Thursday, April 22, 2010

Running with the Wind


Something is happening..and I am so ready for it.
Listening to: River Flows in You by Yiruma (Bella's Lullaby)

I lost my job on Monday. After the shock began to fade, I started to realize something incredibly possible: God has given me a new opportunity to wholeheartedly pursue my dream. 

As most of you know, I recently posted a blog about a yearning in my heart to address the gifts God has given me, and pursue a dream of mine I've had and can not forget since as long as I can remember. I had to believe God let this happen for a reason - that the plan is so far beyond my current circumstances. When I started to see it ..I just began to cry with joy and started praising God for what I hope this new season holds.

I know the news of losing my job was hard on my husband, who has worked so hard to support the house, as well as go to school full-time. Me having another very well-paying job has definitely helped us move towards our goals. Even though he was good at concealing it, I know he was worried. I walked into the room later that day to see him going through the budget on the computer. ....I don't want to be selfish in my endeavor. I just want what God wants. If its what God wants I know God will provide the way, or open another door. I've spent the last fews days looking at this from every angle and can only come to two conclusions: Either this is what God wants for my life - or He is going to teach me that I have nothing to regret, that this wasn't His plan for me and I'll be able to move on with full peace about it and the wondering wont bother me again.

I later talked to my husband about this idea to make sure we were in agreement. I know he is going to school because he is trying to make a better life for us for the future. He would like to be able to provide for the home comfortably so that we can have children and I can stay home with them as they grow - something we both strongly desire. To my honest astonishment, he completely supports me. I was expecting less than that. Not because my husband has this kind of demeaning character - not at all. He is a realist, and I can be quite the daydreamer. I thank God so much for him because he is a very lively man with aspirations, and is very driven. However, he is a bit better at setting goals and reaching them than I have been in the past and he has truly helped me measure these things.

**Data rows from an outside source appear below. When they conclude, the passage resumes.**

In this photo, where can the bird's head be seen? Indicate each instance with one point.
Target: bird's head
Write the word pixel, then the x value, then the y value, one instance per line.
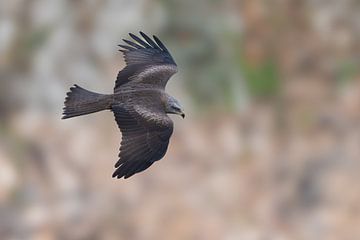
pixel 172 106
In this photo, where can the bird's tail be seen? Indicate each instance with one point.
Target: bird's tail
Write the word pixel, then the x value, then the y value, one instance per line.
pixel 80 101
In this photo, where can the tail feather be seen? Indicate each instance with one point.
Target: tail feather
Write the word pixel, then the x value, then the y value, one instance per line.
pixel 80 101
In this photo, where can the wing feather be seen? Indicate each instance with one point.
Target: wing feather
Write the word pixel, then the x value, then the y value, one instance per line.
pixel 145 138
pixel 147 61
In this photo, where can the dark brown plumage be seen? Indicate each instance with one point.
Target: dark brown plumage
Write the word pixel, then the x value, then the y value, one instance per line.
pixel 139 103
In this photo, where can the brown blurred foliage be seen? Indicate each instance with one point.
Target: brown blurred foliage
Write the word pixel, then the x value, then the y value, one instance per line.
pixel 269 148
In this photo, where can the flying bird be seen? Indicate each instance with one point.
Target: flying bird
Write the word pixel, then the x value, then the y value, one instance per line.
pixel 139 103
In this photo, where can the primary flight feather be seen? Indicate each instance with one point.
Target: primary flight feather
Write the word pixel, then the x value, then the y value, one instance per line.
pixel 139 103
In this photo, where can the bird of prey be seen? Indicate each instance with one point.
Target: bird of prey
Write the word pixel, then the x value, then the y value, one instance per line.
pixel 139 103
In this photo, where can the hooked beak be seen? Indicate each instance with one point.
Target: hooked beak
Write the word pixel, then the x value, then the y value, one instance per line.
pixel 182 115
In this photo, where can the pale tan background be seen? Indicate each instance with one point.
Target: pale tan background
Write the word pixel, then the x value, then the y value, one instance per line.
pixel 270 147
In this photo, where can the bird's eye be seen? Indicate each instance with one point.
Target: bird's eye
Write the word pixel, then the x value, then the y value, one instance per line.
pixel 176 108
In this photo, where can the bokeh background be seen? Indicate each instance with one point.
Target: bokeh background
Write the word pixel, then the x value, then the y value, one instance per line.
pixel 270 147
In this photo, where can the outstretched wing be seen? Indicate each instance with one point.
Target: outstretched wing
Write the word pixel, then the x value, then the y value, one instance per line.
pixel 145 138
pixel 148 64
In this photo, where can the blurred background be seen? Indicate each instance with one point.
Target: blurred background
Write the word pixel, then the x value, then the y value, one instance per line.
pixel 270 147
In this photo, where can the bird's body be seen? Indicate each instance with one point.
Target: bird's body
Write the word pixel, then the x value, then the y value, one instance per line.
pixel 139 103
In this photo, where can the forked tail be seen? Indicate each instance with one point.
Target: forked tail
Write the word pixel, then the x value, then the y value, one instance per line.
pixel 80 101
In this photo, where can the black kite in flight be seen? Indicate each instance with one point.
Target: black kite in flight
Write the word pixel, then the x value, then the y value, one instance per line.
pixel 139 103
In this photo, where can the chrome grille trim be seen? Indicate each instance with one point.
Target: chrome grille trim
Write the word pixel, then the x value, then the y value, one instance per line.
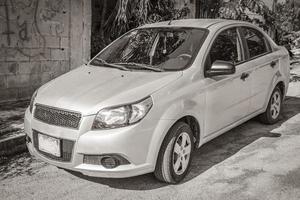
pixel 57 117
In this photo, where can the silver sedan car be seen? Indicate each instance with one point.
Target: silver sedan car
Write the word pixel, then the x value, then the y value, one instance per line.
pixel 145 102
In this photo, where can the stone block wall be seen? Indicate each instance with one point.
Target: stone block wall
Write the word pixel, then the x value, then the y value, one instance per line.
pixel 40 40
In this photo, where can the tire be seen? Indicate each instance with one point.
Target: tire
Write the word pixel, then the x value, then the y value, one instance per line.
pixel 174 158
pixel 271 115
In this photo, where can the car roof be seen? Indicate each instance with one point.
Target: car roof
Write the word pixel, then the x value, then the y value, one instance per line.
pixel 195 23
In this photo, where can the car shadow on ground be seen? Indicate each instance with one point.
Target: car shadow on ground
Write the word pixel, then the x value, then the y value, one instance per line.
pixel 210 153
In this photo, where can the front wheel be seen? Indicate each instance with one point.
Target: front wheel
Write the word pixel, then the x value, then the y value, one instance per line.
pixel 271 115
pixel 175 154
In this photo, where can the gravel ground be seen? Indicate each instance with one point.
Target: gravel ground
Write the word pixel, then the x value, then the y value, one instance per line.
pixel 252 161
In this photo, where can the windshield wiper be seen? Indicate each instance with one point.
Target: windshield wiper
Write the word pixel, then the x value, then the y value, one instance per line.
pixel 144 66
pixel 113 65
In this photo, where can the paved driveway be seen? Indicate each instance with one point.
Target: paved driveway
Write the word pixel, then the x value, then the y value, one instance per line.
pixel 252 161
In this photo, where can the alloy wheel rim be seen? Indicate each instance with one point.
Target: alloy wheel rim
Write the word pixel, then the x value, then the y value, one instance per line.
pixel 275 105
pixel 181 153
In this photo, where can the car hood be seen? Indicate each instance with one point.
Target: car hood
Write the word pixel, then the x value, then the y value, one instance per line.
pixel 88 89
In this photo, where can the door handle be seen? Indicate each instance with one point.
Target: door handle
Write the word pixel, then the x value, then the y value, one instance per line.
pixel 244 76
pixel 273 64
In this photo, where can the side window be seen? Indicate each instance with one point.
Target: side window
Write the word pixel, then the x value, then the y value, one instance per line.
pixel 256 42
pixel 226 47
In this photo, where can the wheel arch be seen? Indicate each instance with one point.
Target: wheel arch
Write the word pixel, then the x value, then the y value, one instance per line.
pixel 194 125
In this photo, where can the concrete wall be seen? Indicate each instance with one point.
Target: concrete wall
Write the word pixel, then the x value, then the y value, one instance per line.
pixel 40 40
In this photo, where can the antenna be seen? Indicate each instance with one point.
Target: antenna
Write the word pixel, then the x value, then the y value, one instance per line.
pixel 178 12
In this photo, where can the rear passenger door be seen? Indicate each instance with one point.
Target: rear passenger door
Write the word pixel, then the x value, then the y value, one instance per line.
pixel 227 96
pixel 264 64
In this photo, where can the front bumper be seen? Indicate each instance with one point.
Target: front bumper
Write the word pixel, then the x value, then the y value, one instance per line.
pixel 137 143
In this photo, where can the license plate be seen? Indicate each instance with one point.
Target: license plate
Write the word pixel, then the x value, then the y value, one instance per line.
pixel 49 145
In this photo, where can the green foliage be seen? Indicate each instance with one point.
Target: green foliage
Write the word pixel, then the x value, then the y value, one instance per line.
pixel 129 14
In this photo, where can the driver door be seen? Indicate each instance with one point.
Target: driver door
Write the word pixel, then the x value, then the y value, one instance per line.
pixel 227 96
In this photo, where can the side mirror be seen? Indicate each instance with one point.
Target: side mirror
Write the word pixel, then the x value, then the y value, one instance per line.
pixel 220 67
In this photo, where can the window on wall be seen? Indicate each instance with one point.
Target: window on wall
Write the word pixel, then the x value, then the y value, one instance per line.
pixel 226 47
pixel 256 42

I would be lying if I did not say I am scared. I wonder what the near future is going to be like. I'm not sure how the details are going to work out. I know I have a vision in my mind, but I have to know it may not happen at all like I imagine. I have to lean on God and God alone. Everyday I know I must be in prayer - I must seek His will. Which is much easier said than done. But, if I'm not looking to God completely and try to fashion these grand things in my own hands, I know it will fail. Even if I were to do it that way and they did not fail - I will have missed out on the most important things that God shows us when we remain close to him. I am worried, because this field doesnt have the most pleasant people in it. I've been in it a bit before and only had a taste of some of the hard things about it. That does scare me. I don't want to lose myself in this crazy world I'm going into and I question if God wants me in that situation. Then I remember that Jesus is within me. He is with me everywhere I go and I should not fear man. God can use me there, if I let him and if its His will. Even knowing this truth, at this point, I still waiver between the possibilities...

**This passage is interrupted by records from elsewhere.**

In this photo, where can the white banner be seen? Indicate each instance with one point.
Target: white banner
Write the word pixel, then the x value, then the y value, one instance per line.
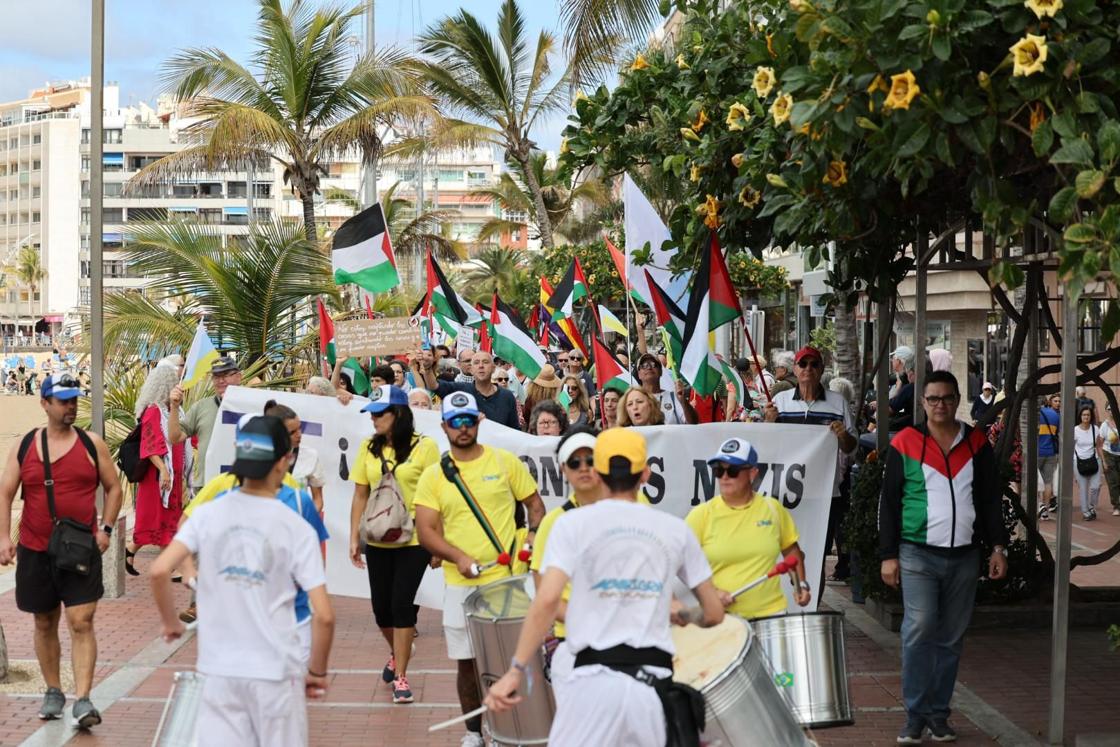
pixel 798 466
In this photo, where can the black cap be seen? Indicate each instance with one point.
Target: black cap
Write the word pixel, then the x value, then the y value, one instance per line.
pixel 259 444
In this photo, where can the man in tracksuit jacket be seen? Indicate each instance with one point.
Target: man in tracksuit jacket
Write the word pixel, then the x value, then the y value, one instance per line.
pixel 941 495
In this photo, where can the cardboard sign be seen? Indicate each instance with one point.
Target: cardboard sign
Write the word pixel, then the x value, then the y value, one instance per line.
pixel 373 337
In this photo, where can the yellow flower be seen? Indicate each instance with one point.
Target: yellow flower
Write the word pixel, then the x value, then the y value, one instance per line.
pixel 904 89
pixel 1029 55
pixel 737 118
pixel 781 109
pixel 1043 8
pixel 749 197
pixel 836 175
pixel 764 81
pixel 700 121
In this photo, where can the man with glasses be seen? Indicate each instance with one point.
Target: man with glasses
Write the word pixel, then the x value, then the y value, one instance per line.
pixel 449 528
pixel 811 403
pixel 941 496
pixel 80 461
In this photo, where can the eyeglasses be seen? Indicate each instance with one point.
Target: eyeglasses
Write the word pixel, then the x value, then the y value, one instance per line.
pixel 459 422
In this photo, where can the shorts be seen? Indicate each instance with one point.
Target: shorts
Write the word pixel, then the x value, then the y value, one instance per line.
pixel 39 588
pixel 236 711
pixel 455 622
pixel 1048 467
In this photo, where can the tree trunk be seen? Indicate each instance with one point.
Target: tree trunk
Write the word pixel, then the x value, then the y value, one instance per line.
pixel 543 223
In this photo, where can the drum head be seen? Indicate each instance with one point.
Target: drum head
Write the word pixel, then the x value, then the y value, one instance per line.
pixel 703 654
pixel 506 599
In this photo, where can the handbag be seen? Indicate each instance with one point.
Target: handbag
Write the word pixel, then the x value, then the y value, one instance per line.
pixel 72 547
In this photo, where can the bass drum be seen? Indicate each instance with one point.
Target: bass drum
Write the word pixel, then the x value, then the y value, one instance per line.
pixel 805 653
pixel 743 708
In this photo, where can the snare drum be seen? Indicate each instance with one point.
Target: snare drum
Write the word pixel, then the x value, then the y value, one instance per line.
pixel 743 708
pixel 805 653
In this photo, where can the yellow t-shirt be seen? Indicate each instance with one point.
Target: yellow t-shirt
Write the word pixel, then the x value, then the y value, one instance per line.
pixel 366 470
pixel 742 544
pixel 495 478
pixel 223 483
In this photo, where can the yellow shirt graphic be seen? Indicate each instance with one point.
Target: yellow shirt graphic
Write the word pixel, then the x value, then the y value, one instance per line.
pixel 496 479
pixel 366 470
pixel 743 543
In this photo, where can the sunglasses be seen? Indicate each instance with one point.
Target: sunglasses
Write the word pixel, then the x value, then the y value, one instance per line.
pixel 463 421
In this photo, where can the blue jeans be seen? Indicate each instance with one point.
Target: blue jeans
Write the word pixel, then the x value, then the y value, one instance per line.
pixel 939 593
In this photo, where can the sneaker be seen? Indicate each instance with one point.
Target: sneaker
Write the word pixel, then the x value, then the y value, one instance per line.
pixel 85 715
pixel 402 693
pixel 389 673
pixel 189 615
pixel 911 734
pixel 941 731
pixel 54 701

But I know I have to go towards these mountains and begin climbing them, to really find where God wants to use these gifts He has given me. He is the wind and I am going to run with Him. God protect, provide, prepare and guide me and my family - In Jesus name, Amen.


Endless Thank You to my Da-da Mark, and Momma Mary who have always encouraged and supported my dreams - no matter how extravagant they are!

1 comment:

  1. I can't wait until you are ready to share what this dream of yours is :) I will be praying for your for clarity as you take that first step!